As banks shrink balance sheets in the face of tougher capital rules since the financial crisis, asset managers have filled the gap by growing from $50 trillion in 2004 to $76 trillion in 2014, or 40 percent of assets in the global financial system.
The Financial Stability Board (FSB), which coordinates regulation for the Group of 20 Economies (G20), said a core concern was the promise open-ended funds make to give investors their money back straight away, even in stressed markets when liquidity is tight.
Asset managers have also moved into “shadow-banking” or market financing activities like lending securities or offering loans to companies as traditional banks retreat.
The FSB’s 14 proposed measures, put out for public consultation, are to be implemented over two years from the end of 2017.
They call on national regulators to gather more data on the sector, monitor leverage, and ensure that funds have the right set of tools to use in stressed markets, such as slapping fees and “gates” and other restrictions to discourage redemptions.
Stress-testing, now common in banking, should also be applied to funds.
“Given its increased importance, a resilient asset management sector is vital to finance strong, sustainable and balanced growth,” said Mark Carney, the Bank of England governor, who chairs the FSB.
The proposals mark a second stab by the FSB at regulating asset managers.
A first attempt to single out which funds are globally systemically important and needing tougher rules because of their size was derailed by IOSCO, the global securities market regulators body, resulting in a switch of focus to the sector’s activities.

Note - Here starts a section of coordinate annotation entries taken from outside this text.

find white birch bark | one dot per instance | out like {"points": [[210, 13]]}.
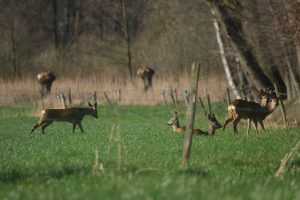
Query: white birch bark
{"points": [[224, 61]]}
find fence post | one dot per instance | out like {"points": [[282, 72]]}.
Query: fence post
{"points": [[228, 97], [283, 112], [202, 105], [106, 97], [62, 99], [94, 96], [175, 97], [186, 96], [70, 96], [187, 143], [172, 96], [164, 96]]}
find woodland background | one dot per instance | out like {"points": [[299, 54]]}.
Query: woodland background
{"points": [[111, 38]]}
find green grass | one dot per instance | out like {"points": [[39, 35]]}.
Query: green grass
{"points": [[59, 164]]}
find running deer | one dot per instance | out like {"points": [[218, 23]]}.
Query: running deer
{"points": [[242, 109], [46, 79], [213, 125], [146, 74], [73, 115]]}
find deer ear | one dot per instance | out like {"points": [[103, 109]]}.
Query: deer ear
{"points": [[175, 113], [262, 92]]}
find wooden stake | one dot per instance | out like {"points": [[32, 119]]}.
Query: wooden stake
{"points": [[228, 97], [94, 96], [202, 105], [106, 97], [62, 99], [208, 102], [187, 143], [186, 96], [70, 96], [175, 97], [164, 96], [172, 96], [283, 112]]}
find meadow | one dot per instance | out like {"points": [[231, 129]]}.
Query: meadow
{"points": [[141, 158]]}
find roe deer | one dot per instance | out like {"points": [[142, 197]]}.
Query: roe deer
{"points": [[146, 74], [73, 115], [242, 109], [213, 125], [46, 79]]}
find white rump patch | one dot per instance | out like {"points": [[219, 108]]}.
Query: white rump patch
{"points": [[231, 107]]}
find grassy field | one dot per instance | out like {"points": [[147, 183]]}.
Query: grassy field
{"points": [[141, 157]]}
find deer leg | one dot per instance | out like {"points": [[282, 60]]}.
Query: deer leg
{"points": [[44, 126], [261, 124], [235, 123], [80, 127], [37, 125], [255, 124], [249, 125], [226, 122], [74, 126]]}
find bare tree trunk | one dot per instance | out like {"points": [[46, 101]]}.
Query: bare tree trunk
{"points": [[298, 57], [233, 27], [224, 61], [13, 51], [187, 143], [127, 38], [61, 9], [55, 23]]}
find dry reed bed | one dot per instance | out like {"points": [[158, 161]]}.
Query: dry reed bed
{"points": [[27, 90]]}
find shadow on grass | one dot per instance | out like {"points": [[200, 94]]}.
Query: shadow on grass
{"points": [[18, 175]]}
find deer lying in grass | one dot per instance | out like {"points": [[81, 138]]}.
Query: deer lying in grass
{"points": [[72, 115], [242, 109], [213, 125]]}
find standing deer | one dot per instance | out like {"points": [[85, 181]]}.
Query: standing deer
{"points": [[46, 79], [73, 115], [213, 125], [242, 109], [146, 73]]}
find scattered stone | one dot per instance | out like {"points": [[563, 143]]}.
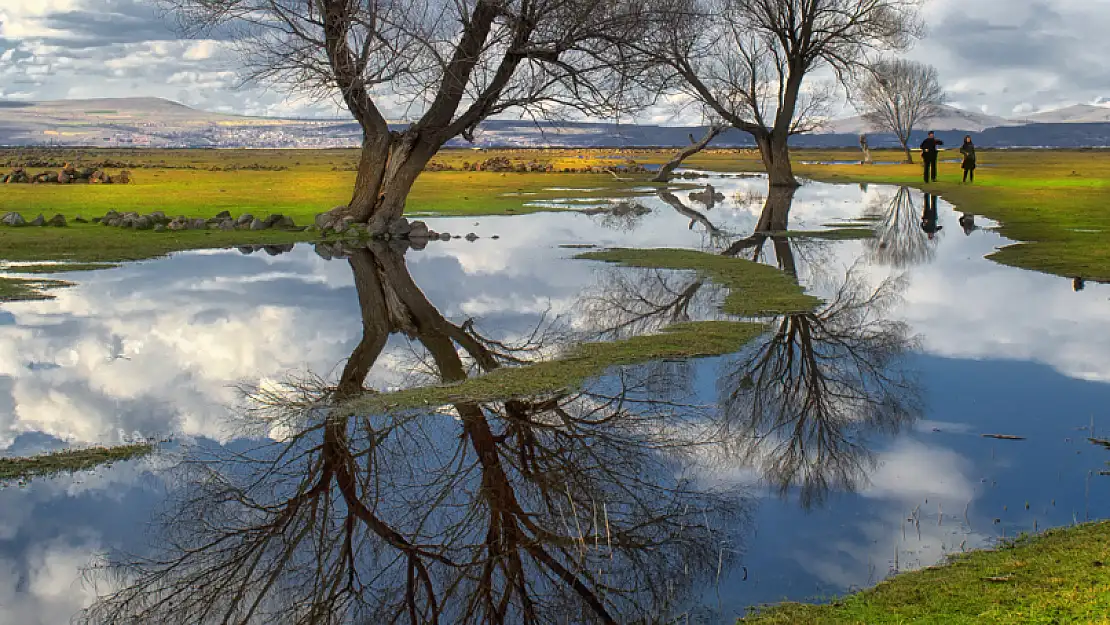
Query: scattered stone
{"points": [[13, 220]]}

The FSB listed the 10 largest asset managers, ranging from Deutsche Bank, Capital Group and Axa Group with assets of more than a trillion dollars, to Vanguard and BlackRock with assets of over $4 trillion.
Some IOSCO members and asset managers say their size does not pose a systemic risk to financial stability or needs tough measures like higher capital requirements.

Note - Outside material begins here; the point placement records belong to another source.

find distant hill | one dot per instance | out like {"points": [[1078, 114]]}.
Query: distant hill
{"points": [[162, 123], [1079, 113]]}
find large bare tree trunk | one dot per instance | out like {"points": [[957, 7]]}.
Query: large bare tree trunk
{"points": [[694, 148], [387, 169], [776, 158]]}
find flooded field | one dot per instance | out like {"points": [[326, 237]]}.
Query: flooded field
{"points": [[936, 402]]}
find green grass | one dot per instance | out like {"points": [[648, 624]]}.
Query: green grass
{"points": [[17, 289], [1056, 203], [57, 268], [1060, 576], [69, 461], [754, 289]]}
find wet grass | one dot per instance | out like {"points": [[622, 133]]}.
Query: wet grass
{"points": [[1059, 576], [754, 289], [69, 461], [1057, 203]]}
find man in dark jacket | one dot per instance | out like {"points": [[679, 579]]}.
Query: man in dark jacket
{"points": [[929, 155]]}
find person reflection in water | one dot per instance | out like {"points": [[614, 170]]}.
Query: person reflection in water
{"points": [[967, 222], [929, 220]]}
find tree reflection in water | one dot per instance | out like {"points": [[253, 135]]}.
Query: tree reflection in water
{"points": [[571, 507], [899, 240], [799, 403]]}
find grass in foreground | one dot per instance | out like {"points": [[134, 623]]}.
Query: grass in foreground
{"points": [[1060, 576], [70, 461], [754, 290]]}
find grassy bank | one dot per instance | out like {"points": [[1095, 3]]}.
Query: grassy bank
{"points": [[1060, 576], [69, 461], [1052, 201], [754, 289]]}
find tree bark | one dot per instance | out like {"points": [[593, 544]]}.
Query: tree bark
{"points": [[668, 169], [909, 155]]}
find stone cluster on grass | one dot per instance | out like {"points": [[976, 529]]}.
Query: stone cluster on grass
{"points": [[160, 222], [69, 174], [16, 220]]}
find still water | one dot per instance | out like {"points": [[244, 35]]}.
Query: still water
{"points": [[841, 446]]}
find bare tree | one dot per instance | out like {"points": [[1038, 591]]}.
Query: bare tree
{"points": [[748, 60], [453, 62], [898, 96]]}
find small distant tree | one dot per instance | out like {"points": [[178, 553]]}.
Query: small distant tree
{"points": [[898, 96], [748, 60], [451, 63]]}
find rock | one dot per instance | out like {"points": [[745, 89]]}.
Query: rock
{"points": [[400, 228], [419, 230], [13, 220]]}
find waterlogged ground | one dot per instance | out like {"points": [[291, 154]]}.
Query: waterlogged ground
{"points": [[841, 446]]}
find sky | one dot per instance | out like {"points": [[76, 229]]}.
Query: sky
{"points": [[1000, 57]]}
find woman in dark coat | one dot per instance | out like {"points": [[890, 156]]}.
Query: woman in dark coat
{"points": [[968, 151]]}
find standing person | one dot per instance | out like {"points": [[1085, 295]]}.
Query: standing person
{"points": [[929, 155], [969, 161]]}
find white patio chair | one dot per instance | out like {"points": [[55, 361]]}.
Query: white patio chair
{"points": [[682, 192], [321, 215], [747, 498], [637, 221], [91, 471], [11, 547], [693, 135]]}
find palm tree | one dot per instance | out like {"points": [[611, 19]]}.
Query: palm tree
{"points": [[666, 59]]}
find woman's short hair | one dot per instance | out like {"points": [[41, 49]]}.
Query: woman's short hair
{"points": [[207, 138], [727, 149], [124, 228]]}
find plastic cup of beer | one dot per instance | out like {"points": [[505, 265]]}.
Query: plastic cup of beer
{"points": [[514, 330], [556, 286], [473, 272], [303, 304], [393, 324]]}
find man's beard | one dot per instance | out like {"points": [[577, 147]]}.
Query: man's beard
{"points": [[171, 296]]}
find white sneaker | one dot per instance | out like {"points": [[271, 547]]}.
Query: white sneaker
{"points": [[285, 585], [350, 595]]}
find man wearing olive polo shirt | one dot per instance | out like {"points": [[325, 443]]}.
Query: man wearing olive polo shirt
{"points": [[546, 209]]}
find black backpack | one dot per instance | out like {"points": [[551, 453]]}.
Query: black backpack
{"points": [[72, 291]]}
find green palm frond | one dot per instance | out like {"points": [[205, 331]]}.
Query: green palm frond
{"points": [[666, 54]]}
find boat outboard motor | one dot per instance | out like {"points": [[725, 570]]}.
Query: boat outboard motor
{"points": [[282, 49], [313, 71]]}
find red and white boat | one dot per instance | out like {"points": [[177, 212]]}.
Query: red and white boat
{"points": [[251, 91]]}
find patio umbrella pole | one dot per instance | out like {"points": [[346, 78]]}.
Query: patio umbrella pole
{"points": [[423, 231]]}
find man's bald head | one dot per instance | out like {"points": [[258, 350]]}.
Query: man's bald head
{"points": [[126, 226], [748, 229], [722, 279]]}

Funds already have decades of experience in successfully managing the areas the FSB now identifies as vulnerabilities, said the Investment Company Institute, a global funds trade body whose members manage $18 trillion in assets.

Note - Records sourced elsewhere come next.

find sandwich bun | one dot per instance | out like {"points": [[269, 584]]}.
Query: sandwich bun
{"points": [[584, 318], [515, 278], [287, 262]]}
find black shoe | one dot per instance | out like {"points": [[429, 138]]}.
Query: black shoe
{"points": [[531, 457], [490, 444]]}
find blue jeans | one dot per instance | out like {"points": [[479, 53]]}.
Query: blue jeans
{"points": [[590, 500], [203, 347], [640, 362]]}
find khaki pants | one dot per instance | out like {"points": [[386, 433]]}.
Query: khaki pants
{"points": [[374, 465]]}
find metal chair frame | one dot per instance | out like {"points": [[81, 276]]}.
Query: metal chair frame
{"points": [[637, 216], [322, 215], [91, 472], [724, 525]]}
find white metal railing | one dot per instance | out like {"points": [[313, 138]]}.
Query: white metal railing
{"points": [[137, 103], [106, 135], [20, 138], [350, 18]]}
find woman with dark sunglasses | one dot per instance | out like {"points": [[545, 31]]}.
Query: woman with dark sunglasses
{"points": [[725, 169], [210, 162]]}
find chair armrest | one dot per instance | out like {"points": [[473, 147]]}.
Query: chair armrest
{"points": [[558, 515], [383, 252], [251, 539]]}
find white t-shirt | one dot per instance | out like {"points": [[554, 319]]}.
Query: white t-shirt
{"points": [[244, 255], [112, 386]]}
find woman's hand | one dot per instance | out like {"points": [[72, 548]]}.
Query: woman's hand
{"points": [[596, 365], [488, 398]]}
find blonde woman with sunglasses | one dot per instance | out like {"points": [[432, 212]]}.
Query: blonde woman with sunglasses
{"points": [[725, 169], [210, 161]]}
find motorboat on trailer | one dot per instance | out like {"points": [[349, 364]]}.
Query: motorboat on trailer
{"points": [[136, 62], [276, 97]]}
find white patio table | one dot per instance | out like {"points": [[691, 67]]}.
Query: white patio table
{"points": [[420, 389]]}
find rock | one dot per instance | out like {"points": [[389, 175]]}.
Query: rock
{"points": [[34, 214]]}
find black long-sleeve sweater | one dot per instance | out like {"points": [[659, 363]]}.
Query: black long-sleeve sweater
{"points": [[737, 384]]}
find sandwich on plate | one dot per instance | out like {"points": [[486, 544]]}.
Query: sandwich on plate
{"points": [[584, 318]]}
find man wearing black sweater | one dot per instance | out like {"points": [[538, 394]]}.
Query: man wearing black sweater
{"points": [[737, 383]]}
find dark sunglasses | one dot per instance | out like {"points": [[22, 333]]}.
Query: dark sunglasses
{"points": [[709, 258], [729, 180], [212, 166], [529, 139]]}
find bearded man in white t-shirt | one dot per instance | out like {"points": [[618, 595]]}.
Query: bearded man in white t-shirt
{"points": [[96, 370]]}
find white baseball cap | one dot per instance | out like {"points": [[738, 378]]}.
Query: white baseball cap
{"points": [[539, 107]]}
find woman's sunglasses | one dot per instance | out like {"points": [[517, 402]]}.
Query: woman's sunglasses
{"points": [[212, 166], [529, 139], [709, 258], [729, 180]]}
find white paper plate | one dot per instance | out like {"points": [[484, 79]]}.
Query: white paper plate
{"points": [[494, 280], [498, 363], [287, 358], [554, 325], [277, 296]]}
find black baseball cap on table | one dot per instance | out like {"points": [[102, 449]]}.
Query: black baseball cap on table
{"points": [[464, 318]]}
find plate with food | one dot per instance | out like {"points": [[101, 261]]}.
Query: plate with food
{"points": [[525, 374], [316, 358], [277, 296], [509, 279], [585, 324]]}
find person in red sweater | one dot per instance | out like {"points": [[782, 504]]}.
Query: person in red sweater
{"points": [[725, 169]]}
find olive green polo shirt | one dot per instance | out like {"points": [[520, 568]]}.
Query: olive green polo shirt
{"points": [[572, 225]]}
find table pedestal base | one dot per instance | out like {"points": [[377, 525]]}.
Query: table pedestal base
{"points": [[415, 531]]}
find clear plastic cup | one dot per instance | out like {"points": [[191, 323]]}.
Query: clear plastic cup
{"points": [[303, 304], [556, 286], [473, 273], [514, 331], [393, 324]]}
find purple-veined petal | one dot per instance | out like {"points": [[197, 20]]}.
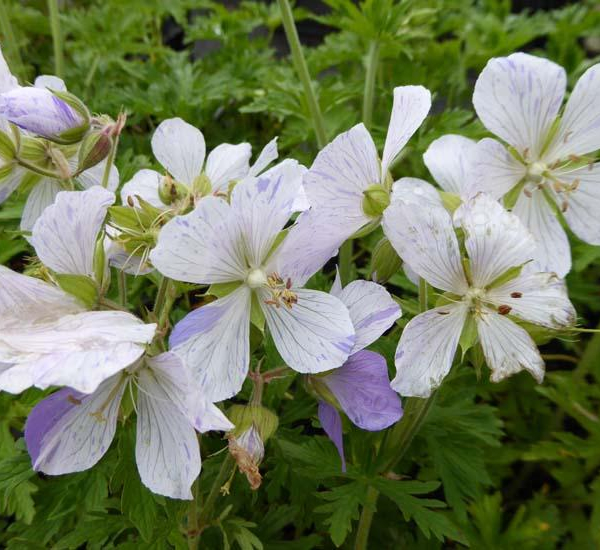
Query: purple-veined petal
{"points": [[332, 424], [166, 449], [423, 236], [411, 105], [579, 129], [426, 350], [539, 298], [339, 175], [227, 163], [372, 310], [552, 249], [518, 97], [362, 388], [448, 158], [144, 184], [507, 347], [213, 342], [41, 196], [202, 246], [64, 236], [495, 239], [262, 206], [313, 335], [70, 431], [495, 170], [266, 157], [180, 149]]}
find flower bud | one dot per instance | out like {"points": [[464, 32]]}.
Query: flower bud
{"points": [[57, 116], [376, 200], [94, 149], [385, 262]]}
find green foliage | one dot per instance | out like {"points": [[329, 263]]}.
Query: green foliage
{"points": [[495, 466]]}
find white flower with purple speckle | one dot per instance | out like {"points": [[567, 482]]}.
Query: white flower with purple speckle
{"points": [[518, 98], [496, 242], [70, 431], [239, 244]]}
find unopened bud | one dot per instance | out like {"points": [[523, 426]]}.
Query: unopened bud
{"points": [[376, 200], [385, 262], [57, 116], [94, 149]]}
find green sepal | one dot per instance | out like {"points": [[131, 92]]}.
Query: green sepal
{"points": [[451, 201], [82, 287], [8, 151], [220, 290], [468, 336]]}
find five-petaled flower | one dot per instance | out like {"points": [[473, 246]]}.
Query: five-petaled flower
{"points": [[496, 242], [518, 98]]}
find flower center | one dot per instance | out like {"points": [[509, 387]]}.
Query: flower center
{"points": [[281, 292], [256, 278]]}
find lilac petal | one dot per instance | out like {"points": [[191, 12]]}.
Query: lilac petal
{"points": [[362, 388], [332, 424]]}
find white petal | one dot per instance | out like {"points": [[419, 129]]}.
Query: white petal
{"points": [[266, 157], [448, 158], [50, 81], [227, 163], [64, 236], [145, 184], [263, 206], [539, 298], [426, 350], [41, 196], [507, 347], [307, 247], [411, 105], [372, 310], [340, 174], [423, 236], [94, 176], [583, 205], [495, 239], [552, 252], [579, 130], [203, 246], [25, 299], [518, 97], [70, 432], [213, 342], [180, 149], [166, 450], [495, 170], [7, 81], [314, 335]]}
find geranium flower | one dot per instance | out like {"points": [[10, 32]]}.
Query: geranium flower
{"points": [[496, 242], [518, 98], [181, 151], [220, 243], [347, 182], [361, 386], [70, 431]]}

“In particular, we emphasize again that there is no empirical basis for the FSB to pursue the designation of regulated funds or their managers as global systemically important financial institutions,” ICI President Paul Schott Stevens said.
The FSB said that while funds, with the exception of money market funds, have not created financial stability concerns, it was still necessary to understand and address what risks the wider sector could pose.
The focus on funds’ activities sharpened after “taper tantrums” or big and rapid falls in U.S. bond prices on the prospect of rate rises.
Such moves make it harder for bond funds to honor redemption commitments to investors, especially as liquidity in markets has already thinned in recent years.
IOSCO will begin implementing the rules from the end of 2017 once they have been finalised by the end of this year.